O que nos leva de volta ao milho de Howie Buffet. Warren está certo e permanecerá enquanto o milho permanecer indistinguível, desde que os consumidores aceitem que o milho é milho é milho. Mas todo o milho não é criado da mesma forma e os consumidores estão começando a reconhecer isso. Eles estão cada vez mais conscientes de que alguns métodos de cultivo são mais sustentáveis ​​que outros. Essa nutrição varia assim como a distância e a pegada de carbono. Adicionando transparência; clareza de rotulagem, métodos de cultivo, ponto de origem, começamos a diferenciar, e com a diferenciação vem a mudança. A transparência introduz um retorno do investimento para os agricultores que buscam o melhor, recompensando as melhores práticas. O tomate é um ótimo exemplo. Lembre-se das onipresentes orbes duras do tamanho da palma da mão que eram o padrão não há muito tempo?
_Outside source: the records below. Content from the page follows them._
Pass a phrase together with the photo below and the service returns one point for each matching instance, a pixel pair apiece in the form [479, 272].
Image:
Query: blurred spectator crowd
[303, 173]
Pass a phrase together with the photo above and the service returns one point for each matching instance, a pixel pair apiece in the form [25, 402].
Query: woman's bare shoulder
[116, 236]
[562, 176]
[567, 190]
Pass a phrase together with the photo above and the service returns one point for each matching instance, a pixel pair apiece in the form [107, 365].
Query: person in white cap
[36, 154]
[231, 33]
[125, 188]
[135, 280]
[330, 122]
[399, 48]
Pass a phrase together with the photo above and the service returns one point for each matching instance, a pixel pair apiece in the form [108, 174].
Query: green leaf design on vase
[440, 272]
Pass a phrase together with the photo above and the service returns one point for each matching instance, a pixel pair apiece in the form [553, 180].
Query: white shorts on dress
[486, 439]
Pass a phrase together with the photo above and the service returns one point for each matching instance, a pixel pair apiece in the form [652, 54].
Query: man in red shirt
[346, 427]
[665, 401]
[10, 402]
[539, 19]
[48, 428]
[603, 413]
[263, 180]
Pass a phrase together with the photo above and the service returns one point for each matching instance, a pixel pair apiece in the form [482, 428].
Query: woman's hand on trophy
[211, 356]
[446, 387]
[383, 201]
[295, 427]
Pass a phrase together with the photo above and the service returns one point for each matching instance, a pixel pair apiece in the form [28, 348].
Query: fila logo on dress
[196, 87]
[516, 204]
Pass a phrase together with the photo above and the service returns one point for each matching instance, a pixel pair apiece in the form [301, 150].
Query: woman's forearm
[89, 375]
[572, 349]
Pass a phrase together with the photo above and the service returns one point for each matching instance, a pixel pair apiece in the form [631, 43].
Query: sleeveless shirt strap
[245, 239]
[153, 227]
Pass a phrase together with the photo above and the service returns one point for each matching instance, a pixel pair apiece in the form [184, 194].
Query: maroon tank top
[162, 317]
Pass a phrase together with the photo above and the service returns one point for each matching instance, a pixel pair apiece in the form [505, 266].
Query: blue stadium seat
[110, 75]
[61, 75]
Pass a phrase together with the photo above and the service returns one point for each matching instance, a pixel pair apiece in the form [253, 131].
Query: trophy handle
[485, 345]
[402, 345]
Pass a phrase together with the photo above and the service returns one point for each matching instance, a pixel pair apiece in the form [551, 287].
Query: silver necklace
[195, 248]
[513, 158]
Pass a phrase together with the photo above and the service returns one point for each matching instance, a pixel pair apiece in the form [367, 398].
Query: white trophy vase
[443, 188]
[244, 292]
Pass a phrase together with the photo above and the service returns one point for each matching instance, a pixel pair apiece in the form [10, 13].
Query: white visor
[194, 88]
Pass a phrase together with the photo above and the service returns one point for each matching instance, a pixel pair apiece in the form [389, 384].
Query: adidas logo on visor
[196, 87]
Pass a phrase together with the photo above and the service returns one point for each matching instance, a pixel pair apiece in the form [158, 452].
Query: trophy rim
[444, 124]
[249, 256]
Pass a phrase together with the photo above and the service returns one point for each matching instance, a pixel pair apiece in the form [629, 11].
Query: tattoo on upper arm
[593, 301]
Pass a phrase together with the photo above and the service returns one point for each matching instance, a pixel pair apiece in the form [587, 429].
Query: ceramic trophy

Enviado da Flórida em pequenas bandejas de plástico verde e enrolado? Depois que os consumidores “redescobriram” os tomates da herança, as bolas de mau gosto que eram o padrão começaram a desaparecer. Essa mudança foi motivada pelo sabor. Comer um ótimo tomate é uma epifania, e quem não pagaria alguns centavos a mais pela transcendência do sabor? O consumidor mudou o mercado. Um porco libertado do confinamento interno para sentir os raios do sol ou uma galinha com espaço para se mover merecem menos? Se você pudesse alimentar seus filhos hoje por mais alguns centavos, para não roubar o amanhã deles, não é? Um sistema transparente incentiva alguns homens e mulheres a serem os melhores, não apenas a correr para ser o produtor de menor custo. Produz um novo sistema baseado em transparência, qualidade e responsabilidade.

O alimento é uma necessidade humana básica e a pedra angular da civilização. Uma civilização melhor começa com um melhor sistema alimentar. Você é o que come e não é uma mercadoria. Exija informações e vote na alteração a cada compra.